Exit polls show the liberal, pro-business, Civic Platform Party benefited from Poland's largest voter turnout in years, with slightly more than half of the country's over 30 million eligible voters participating. About 44 percent of the ballots went to Civic Platform, putting party leader Donald Tusk in line to be the next prime minister.
Analysts say the party is likely to fall short of a majority in the 460-seat lower house of parliament. However, it is expected to form a coalition with the centrist Polish Peasants Party.
Speaking through an interpreter on EuroNews television, Tusk, 50, said he wanted to move the country in a new direction.
"We stood so that everybody, without exception, could feel comfortable in their homes, in their country. Those seeking happiness and satisfaction outside of Poland can believe that one day they can return home and that in this house, order will reign," he said.
His government is expected to raise some eyebrows in Washington.
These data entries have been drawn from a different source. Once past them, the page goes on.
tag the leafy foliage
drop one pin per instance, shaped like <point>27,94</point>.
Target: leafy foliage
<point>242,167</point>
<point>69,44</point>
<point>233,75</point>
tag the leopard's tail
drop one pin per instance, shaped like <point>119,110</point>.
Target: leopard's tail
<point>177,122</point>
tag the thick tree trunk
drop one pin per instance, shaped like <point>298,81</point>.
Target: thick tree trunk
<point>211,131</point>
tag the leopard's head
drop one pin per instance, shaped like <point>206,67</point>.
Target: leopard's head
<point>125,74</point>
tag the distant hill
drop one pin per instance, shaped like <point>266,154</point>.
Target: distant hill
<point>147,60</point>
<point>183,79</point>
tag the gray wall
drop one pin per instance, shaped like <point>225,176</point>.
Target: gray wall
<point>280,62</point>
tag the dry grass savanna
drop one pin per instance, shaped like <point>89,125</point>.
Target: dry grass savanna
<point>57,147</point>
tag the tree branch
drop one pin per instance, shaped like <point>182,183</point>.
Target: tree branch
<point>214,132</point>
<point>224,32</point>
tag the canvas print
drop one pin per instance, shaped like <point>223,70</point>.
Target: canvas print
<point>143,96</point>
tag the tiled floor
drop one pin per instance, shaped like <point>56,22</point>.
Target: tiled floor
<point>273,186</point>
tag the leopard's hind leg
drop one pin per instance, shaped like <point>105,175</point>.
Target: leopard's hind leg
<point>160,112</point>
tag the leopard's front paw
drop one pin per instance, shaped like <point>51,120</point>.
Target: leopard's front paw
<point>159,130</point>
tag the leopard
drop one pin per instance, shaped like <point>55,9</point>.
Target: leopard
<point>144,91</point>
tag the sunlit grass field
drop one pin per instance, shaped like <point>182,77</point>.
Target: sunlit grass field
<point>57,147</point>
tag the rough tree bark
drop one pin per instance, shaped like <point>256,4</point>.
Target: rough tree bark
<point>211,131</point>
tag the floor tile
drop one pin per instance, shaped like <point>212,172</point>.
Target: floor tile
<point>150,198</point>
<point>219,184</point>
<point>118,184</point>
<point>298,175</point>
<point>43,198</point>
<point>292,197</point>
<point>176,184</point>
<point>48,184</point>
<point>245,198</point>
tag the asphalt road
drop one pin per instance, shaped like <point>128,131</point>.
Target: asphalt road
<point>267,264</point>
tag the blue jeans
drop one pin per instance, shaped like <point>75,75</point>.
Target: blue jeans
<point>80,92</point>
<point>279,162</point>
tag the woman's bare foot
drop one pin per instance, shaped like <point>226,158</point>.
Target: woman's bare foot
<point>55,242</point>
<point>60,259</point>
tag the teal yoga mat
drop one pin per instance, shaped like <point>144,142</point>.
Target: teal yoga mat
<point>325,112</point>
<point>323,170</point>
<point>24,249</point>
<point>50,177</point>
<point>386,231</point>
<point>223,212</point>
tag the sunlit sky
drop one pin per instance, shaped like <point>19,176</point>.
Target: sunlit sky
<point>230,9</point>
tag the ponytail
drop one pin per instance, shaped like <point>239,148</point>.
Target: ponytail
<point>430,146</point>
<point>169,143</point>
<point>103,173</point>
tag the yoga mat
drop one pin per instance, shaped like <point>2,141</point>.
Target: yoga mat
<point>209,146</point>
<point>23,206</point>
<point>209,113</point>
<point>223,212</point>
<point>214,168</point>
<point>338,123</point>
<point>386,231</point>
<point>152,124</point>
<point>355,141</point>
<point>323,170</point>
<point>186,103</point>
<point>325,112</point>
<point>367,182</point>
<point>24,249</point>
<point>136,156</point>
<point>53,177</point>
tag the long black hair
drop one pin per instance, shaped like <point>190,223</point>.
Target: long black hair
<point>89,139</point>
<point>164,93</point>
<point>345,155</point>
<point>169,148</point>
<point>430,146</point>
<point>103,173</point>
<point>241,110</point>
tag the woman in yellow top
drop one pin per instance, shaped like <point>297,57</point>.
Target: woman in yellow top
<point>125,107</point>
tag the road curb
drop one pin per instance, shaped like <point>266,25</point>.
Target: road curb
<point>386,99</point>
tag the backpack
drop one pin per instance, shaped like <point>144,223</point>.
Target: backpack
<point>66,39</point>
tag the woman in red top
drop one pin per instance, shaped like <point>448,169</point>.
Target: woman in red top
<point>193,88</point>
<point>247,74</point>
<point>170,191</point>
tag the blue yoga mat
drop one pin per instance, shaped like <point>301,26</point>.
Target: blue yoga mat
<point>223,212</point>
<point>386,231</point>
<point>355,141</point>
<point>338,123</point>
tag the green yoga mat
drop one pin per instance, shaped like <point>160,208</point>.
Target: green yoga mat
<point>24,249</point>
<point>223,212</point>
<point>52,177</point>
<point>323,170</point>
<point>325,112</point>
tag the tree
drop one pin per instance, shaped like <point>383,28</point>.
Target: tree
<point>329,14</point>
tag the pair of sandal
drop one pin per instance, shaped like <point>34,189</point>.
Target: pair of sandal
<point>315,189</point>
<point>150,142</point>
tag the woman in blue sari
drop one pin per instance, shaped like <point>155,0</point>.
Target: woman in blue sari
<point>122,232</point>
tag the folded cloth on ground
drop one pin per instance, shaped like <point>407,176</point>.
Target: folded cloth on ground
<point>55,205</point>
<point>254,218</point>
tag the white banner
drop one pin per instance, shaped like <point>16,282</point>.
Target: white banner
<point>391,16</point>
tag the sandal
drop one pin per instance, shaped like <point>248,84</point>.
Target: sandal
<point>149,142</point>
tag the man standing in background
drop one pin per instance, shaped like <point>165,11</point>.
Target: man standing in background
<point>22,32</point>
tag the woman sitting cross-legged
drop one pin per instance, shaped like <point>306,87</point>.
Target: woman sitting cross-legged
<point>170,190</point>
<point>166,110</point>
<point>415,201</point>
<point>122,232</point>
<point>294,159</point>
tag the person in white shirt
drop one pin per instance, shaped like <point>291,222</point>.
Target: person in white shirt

As a campaign position, Tusk has said he wants to pull Poland's approximately 900 troops from Iraq, next year.
Tusk's center-right party has also suggested it could break the outgoing government's negotiations with the United States on hosting a missile defense system on Polish soil, unless Washington offers what it calls "sufficient security trade-offs."
On the economic front, Tusk has pledged to introduce the Euro currency by 2013 and to repair strained relations with Poland's European Union partners, especially Germany.
The tensions emerged during talks on a treaty governing the E.U., when Prime Minister Kaczynski demanded more voting power for Poland. He said his country would have a larger population than its current 38 million people, if the German Nazis had not killed millions during World War Two.
Although Prime Minister Kaczynski conceded defeat, he made clear, through an interpreter, his conservative leaning Law and Justice Party will remain a force in Polish politics.
"We didn't manage to fight this large front which was deployed against us. We must not forget that we won five million more votes, 50 percent more than in the last election, despite this unbelievable attack," said Kaczynski.
The outcome is a setback for Kaczynski and his identical twin brother, President Lech Kaczynski. They had called for elections two years ahead of schedule, after a major corruption scandal and the subsequent collapse of the shaky coalition, which also included a right-wing Catholic party and farm-based populists.